4 thoughts on “Big Event Volunteers Recruitment Process

  1. Hey Jenny! I love your “Hit by a bus” theory. I have always done something similar for my work events, and I have what I call a “knocked in the head” folder! Same principle 🙂 Always love reading your thoughts and ideas! Thank you for sharing!

  2. Jenny- very good info. I think it is a great idea to have “family groups” sign up to serve together. I have found that people are MUCH more excited about serving if they know that they get to serve WITH people they enjoy being with. I try to intentionally coordinate people serving together who I know enjoy each other.

    A couple things I do when recruiting for big, one time events (we put on a huge community-wide Easter Fest every year, we use HUNDREDS of volunteers from our church- and I coordinate them all):

    1) All church support. The more the church as a whole is excited and into an event, the more people will be excited. For example: we do T-shirts every year for all our Easter Fest volunteers, and we make it a huge deal as a church (not just a children’s ministry) so everyone wants to get involved, and wear their shirt all over the place as a promo for the event.

    2) A quick “all volunteer meeting” sometime within a week of the event. We do ours right after church- just bring everyone together in the gym and spend about 10 minutes just prepping and giving instructions and vision and inspiration to everyone. Getting everyone together ahead of time is important, even if it’s only a five minute thing right before the event- because it gives us time to get “pumped up” together and feel like we are part of a bigger team and see the bigger picture.

    3) Key Coordinators.
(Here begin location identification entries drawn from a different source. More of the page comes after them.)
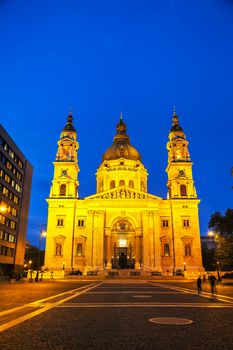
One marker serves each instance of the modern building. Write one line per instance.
(122, 226)
(15, 188)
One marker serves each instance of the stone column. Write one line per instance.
(137, 251)
(108, 255)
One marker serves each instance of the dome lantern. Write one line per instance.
(121, 147)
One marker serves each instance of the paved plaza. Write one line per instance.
(115, 314)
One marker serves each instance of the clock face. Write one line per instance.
(64, 172)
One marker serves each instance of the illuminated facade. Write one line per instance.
(15, 190)
(123, 226)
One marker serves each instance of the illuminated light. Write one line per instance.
(122, 242)
(3, 208)
(43, 234)
(211, 233)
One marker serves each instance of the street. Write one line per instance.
(115, 314)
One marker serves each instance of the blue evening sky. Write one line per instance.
(101, 57)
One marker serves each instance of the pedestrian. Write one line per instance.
(199, 283)
(213, 281)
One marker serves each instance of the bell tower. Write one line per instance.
(65, 181)
(179, 169)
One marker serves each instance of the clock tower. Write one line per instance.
(65, 180)
(62, 200)
(179, 169)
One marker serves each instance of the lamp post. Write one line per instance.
(218, 271)
(42, 235)
(184, 268)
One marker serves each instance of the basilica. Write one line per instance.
(122, 226)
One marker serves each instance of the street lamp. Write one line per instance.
(218, 271)
(42, 235)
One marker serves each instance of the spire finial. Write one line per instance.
(174, 111)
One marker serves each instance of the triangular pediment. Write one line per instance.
(123, 192)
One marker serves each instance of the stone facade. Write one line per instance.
(122, 226)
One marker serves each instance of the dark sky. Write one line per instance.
(103, 57)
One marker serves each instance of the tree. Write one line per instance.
(222, 225)
(208, 258)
For our Easter Fest, we have about 15 different areas that people can sign up to serve (parking, carnival games, food, inflateables, egg hunt, etc, etc). Each area has a point person, and it is that person’s job to nothing else other than coordinate that area. Be in charge, make sure everything is in the right place and everyone knows where to go and what to do. It helps that if volunteers have questions, they have their very own point person to go to, so they don’t all have to come running to the children’s pastor or the person in charge of the whole event.
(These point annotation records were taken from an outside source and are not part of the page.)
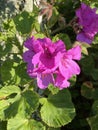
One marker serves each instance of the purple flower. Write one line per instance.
(50, 63)
(88, 20)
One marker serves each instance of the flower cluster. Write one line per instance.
(88, 20)
(51, 63)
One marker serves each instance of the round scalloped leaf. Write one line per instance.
(57, 110)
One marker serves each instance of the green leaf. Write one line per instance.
(53, 89)
(95, 107)
(19, 123)
(8, 90)
(58, 109)
(72, 80)
(54, 129)
(3, 125)
(3, 105)
(94, 74)
(87, 64)
(7, 71)
(24, 105)
(93, 122)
    4) Follow-up. Like you do for your de-briefing, we usually try to send out an email or letter, or even have a “suggestion” box at the event, because SO many times, volunteers will come up to me with a fantastic idea to do something cool or different for next year, and I know that i am not going to remember it in the moment, so we always provide an opportunity for them to debrief and share their ideas and input. I also like to send out a quick survey to ask them if they would be interested in volunteering in the church on a regular basis (especially after VBS, this is a great way to get people to go from “one time” to “all the time” if they have a good volunteering experience).

  3. Jenny,

    I call it the “hit by a bus” theory too…don’t worry, you’re not morbid 🙂

    I like your strategy of using “Family Groups” to staff your events. I have a few questions of how you implemented that in your church.

    First, do your Family Groups serve as teams in regular children’s ministry or other ministry areas? For example, FG #1 helps out on 1st Sunday of each month, GF #2 helps out with check in, etc.

    How did you implement a “team based” approach to volunteering?

    Do your Family Groups have a weekly Sunday Morning Sunday School class?

    Was there initial resistance in your church to this format?

    Anyone else who has thoughts/experience on using an Adult Small Group to serve as a team in ministry, please share!

    Thank you for your service.

    1. 1. Our family groups do not serve in kidmin as a group. Most groups, though, have members who serve in some way.
      2. For this event we just told them to serve as a team. :). We shared the benefits: serve together, fellowship together, etc…
      3. Yes they meet weekly on Sunday mornings
      4. Not that I know of yet. 🙂

      Thank you so much for reading!!!